Uma igrejinha, daquelas construídas nos tempos mais recentes. Não tinha ouro, nem mármores, nem um altar cheio de esculturas. Construída e mantida simplesmente pela fé, e talvez ainda mais pelo senso de comunidade, de pertencimento a um grupo. Assim é a Igreja de São João Evangelista, numa pracinha pequena, num bairro esquecido de crescer. 

Naquela missa, sábado à tarde, muitas senhoras idosas, talvez cumprindo uma obrigação ou dando uma satisfação para as outras paroquianas.

Quando pequeno ouvia dizer “fui à missa ontem, estou desobrigado”.

Chamava a atenção a obrigação, a imposição interna, o cumprimento de um dever. 

Ir à missa, sempre me pareceu tão tedioso, nunca cheguei a entender todo o ritual, o meu pensamento ia longe.  Demorei para perceber que tinha um script, uma sequência. 

Meus pais não eram de ir à missa, minha mãe admirava a fé da minha avó, mãe dela, que justificava bençãos e desgraças como vontade divina. 

Meu pai, como terceiro filho de uma família católica do interior do Ceará, nascido em 1930, de saída estava destinado a ser padre, desistiu da ideia quando foi estudar em um colégio religioso e alegou que não queria usar saia. 

Meus pais eram adultos nos loucos anos 60, época da luta contra o conservadorismo dos costumes e do obscurantismo religioso e deixaram para os filhos a escolha de alguma ou nenhuma fé, fomos criados em um ambiente de liberdade. 

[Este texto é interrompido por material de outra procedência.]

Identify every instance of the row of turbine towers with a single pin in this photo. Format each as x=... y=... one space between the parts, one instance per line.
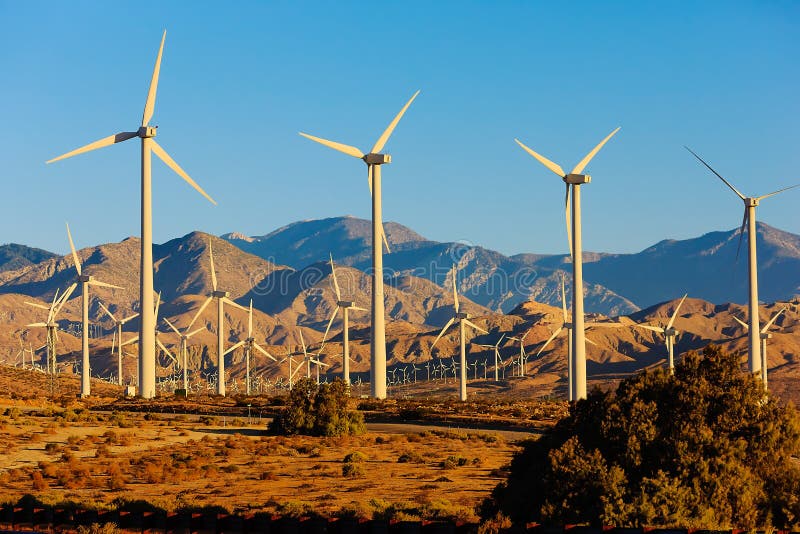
x=374 y=160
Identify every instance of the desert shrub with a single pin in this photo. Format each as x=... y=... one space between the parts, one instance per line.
x=319 y=410
x=705 y=448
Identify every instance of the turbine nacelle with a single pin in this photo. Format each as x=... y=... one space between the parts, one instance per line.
x=146 y=131
x=377 y=159
x=577 y=179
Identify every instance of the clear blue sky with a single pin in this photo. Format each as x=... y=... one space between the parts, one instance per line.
x=240 y=79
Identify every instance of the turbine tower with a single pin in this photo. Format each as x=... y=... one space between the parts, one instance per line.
x=749 y=220
x=85 y=281
x=374 y=160
x=249 y=345
x=118 y=325
x=764 y=335
x=669 y=334
x=463 y=320
x=345 y=306
x=147 y=133
x=573 y=181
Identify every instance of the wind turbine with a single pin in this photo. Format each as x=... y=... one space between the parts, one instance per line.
x=147 y=325
x=573 y=182
x=345 y=306
x=249 y=345
x=764 y=335
x=374 y=160
x=497 y=359
x=463 y=320
x=118 y=325
x=749 y=220
x=85 y=281
x=669 y=334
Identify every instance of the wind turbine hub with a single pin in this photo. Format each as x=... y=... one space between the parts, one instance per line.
x=377 y=159
x=577 y=179
x=147 y=131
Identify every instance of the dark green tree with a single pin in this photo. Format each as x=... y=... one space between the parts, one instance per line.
x=319 y=410
x=705 y=448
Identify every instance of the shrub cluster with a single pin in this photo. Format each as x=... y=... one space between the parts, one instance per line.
x=319 y=410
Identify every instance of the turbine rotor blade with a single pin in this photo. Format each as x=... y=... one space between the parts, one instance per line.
x=715 y=172
x=74 y=254
x=444 y=329
x=675 y=313
x=778 y=191
x=585 y=161
x=161 y=153
x=150 y=104
x=347 y=149
x=543 y=160
x=379 y=144
x=101 y=143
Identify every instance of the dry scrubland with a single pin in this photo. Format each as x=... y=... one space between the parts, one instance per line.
x=102 y=460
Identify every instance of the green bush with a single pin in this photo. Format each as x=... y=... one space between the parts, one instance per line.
x=319 y=410
x=706 y=448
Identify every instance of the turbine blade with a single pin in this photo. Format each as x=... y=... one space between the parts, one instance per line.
x=745 y=325
x=675 y=313
x=74 y=254
x=335 y=283
x=444 y=329
x=104 y=142
x=715 y=172
x=774 y=317
x=233 y=347
x=172 y=326
x=585 y=161
x=107 y=312
x=741 y=234
x=379 y=144
x=347 y=149
x=550 y=340
x=778 y=191
x=213 y=270
x=150 y=104
x=264 y=352
x=199 y=311
x=161 y=153
x=543 y=160
x=98 y=283
x=455 y=290
x=473 y=325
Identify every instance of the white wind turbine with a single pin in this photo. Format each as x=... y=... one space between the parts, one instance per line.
x=764 y=335
x=573 y=181
x=85 y=281
x=497 y=358
x=147 y=325
x=118 y=325
x=249 y=345
x=749 y=220
x=669 y=333
x=463 y=320
x=51 y=325
x=345 y=306
x=374 y=160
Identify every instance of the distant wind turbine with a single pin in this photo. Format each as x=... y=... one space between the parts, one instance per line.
x=463 y=320
x=764 y=335
x=85 y=281
x=345 y=306
x=749 y=220
x=374 y=160
x=147 y=133
x=575 y=179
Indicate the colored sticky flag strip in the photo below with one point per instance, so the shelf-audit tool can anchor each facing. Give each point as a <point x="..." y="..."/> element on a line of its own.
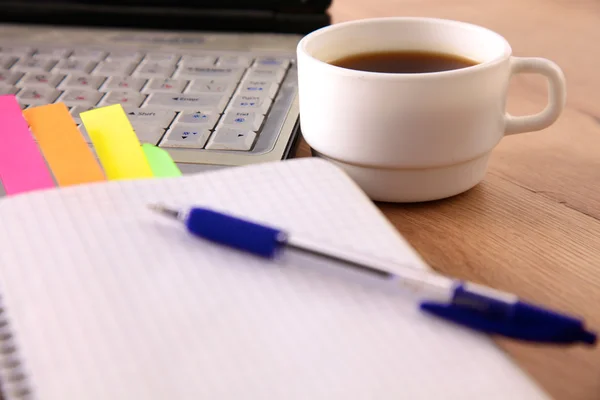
<point x="22" y="165"/>
<point x="64" y="148"/>
<point x="160" y="161"/>
<point x="116" y="143"/>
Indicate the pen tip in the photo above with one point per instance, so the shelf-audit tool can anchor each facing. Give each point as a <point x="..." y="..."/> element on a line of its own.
<point x="162" y="209"/>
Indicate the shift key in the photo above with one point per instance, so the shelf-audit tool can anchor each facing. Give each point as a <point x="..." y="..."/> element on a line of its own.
<point x="187" y="102"/>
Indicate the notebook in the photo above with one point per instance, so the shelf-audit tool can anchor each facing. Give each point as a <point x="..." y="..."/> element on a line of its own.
<point x="103" y="299"/>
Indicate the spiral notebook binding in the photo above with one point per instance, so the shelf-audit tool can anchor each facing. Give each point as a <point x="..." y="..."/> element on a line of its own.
<point x="13" y="380"/>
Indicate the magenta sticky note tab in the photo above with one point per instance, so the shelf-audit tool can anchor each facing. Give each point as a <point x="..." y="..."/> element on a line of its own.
<point x="22" y="166"/>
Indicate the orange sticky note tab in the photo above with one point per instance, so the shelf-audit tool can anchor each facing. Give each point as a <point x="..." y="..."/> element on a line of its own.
<point x="67" y="154"/>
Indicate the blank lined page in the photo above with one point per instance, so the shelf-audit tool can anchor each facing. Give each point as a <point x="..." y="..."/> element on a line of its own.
<point x="108" y="300"/>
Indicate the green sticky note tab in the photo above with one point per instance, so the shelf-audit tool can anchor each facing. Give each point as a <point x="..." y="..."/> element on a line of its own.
<point x="160" y="161"/>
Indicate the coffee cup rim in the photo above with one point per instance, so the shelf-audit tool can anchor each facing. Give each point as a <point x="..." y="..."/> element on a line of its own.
<point x="507" y="52"/>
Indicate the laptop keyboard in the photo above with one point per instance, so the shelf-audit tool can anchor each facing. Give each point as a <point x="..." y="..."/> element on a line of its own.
<point x="210" y="102"/>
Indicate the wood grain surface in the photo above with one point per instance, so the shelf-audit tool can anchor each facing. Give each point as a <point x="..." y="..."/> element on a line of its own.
<point x="533" y="226"/>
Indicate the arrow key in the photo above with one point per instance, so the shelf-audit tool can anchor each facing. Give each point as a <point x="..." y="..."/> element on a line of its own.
<point x="185" y="136"/>
<point x="231" y="139"/>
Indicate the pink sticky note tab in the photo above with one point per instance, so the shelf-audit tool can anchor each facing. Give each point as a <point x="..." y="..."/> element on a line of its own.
<point x="22" y="166"/>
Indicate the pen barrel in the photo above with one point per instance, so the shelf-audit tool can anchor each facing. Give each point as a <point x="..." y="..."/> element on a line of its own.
<point x="235" y="232"/>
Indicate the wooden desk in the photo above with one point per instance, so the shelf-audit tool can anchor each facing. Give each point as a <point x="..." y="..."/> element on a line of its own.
<point x="533" y="226"/>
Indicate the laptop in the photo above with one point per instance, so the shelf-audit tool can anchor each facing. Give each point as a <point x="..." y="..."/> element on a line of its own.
<point x="213" y="82"/>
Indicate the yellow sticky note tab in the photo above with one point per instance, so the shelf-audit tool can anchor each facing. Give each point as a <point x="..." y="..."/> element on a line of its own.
<point x="160" y="161"/>
<point x="116" y="143"/>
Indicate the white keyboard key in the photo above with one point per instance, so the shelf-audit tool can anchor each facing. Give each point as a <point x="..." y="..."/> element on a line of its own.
<point x="37" y="96"/>
<point x="222" y="86"/>
<point x="18" y="51"/>
<point x="7" y="89"/>
<point x="89" y="54"/>
<point x="114" y="68"/>
<point x="126" y="99"/>
<point x="185" y="136"/>
<point x="84" y="133"/>
<point x="76" y="110"/>
<point x="34" y="65"/>
<point x="234" y="61"/>
<point x="148" y="133"/>
<point x="258" y="88"/>
<point x="76" y="97"/>
<point x="187" y="102"/>
<point x="146" y="116"/>
<point x="153" y="70"/>
<point x="124" y="56"/>
<point x="226" y="138"/>
<point x="10" y="77"/>
<point x="265" y="74"/>
<point x="158" y="85"/>
<point x="162" y="58"/>
<point x="82" y="82"/>
<point x="127" y="84"/>
<point x="198" y="60"/>
<point x="75" y="66"/>
<point x="242" y="120"/>
<point x="32" y="79"/>
<point x="252" y="103"/>
<point x="207" y="119"/>
<point x="55" y="53"/>
<point x="7" y="61"/>
<point x="192" y="72"/>
<point x="270" y="62"/>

E assim, entender o sentido da vida me levou a passear por várias crenças. Por fim, o ceticismo patrocinado pela ciência me ganhou. Céu ou inferno, vida após a morte, pra mim ficou como uma questão em aberto, se existir ótimo, senão, vivamos sem o sofrimento de tanto medo e repressão. Não invejo os de fé, mas aceito que se uma crença dá conta da angústia, então tá bom. 

A igrejinha, no entanto, me toca, não pela fé que brota de suas paredes, mas pelo isolamento e abrigo do mundo caótico lá fora.

No casamento a seguir, dois jovens, como aquela Igrejinha, resistentes à passagem do tempo, buscam na fé um conforto. Oficializar a união, os olhos de Deus, dar uma satisfação a sociedade? Nada disso é mais necessário. Os pais da noiva, já distantes dos rituais católicos, apenas contemplam essa nova onda ou melhor a volta de uma antiga ideia. 

De tudo fica uma celebração, um comunicado a si e ao mundo que os projetos de união podem ser pelo menos tentados. 

Contra tudo e todos, a Igrejinha está lá resistindo ao novo, mas também dizendo de um ciclo, de um passado que segue presente, oferecendo uma possibilidade.

Um viva aos noivos e à igrejinha que nos acolhe e parece parar no tempo para celebrar compromissos e criar esperanças.

4 comentários

  1. nesse bairro “esquecido de crescer” a igrejinha é um refúgio da singeleza que nos foi usurpada, um antídoto ao egoísmo, ao narcisismo grandioso. Linda escrita

  2. “A igrejinha, no entanto, me toca, não pela fé que brota de suas paredes, mas pelo isolamento e abrigo do mundo caótico lá fora“
    Ah, Léo, queria poder estar lá nesse momento caótico que estamos vivendo.
    Obrigada por tanta delicadeza, estamos tão precisados.
    Bjs

  3. as igrejinhas, qto mais simples, quanto mais “pobrinhas” mais me encantam. não tenho religião mas tenho fé, talvez por falta de inteligencia pra desafiar o maior, essa energia divina que faz o sol brilhar, as flores abrirem, os pássaros voarem, as crianças nasceram. Adorei te ler, Leonardo.